If you’re interested in this sort of thing, you could try the Emotional Prosody Speech and Transcripts corpus (if you’re at Stanford and you’ve gotten corpus access, you’ll find it at /afs/ir/data/linguistic-data/EmotionalProsodySpeechAndTranscripts).
Now, there are a number of known issues with acted data–which is that it is stereotyped in particular ways. And if you wanted to detect what’s going on in a call center, “angry actors” wouldn’t help you nearly as much as “actual callers who are annoyed/disappointed/etc”. If you’re curious about more naturalistic corpora/research, here are some resources you might find useful (they’re all on my web page about emotions and language: http://www.stanford.edu/~tylers/emotions.shtml).

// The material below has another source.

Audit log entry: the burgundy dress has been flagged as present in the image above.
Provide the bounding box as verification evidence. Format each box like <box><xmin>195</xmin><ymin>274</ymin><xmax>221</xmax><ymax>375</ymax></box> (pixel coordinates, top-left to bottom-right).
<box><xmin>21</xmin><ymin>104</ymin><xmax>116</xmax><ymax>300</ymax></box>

- My talk at Nuance (the Dragon Naturally Speaking and Siri folks): http://www.stanford.edu/~tylers/notes/papers/emotion/Nuance_emotion_detection_11-17-10_final.pptx. This is basically an intro for dealing with naturalistic emotional data for speech scientists and others interested in detection/recongition.
- Notes on Clavel and Devillers (2011): http://www.stanford.edu/~tylers/notes/emotion/Comp_speech_special_issue_2011_reading_notes_Schnoebelen.pdf
- Notes on Cowie and Cornelius (2003): http://www.stanford.edu/~tylers/notes/emotion/Cowie_Cornelius_2003_reading_notes_Schnoebelen.pdf
- Maybe my notes on Amir and Cohen (2007) and a few others: http://www.stanford.edu/~tylers/notes/emotion/Various_detection_articles_reading_notes_Schnoebelen.pdf
- You might poke around http://emotion-research.net/ for some more naturalistic corpora that are being used by people interested in emotion research. (And let me know what you find that’s useful.)
11/7/2011 post-script: If acted data suits your needs, you can also consider something other than English–for example, the Mandarin Affective Speech corpus will get you Chinese.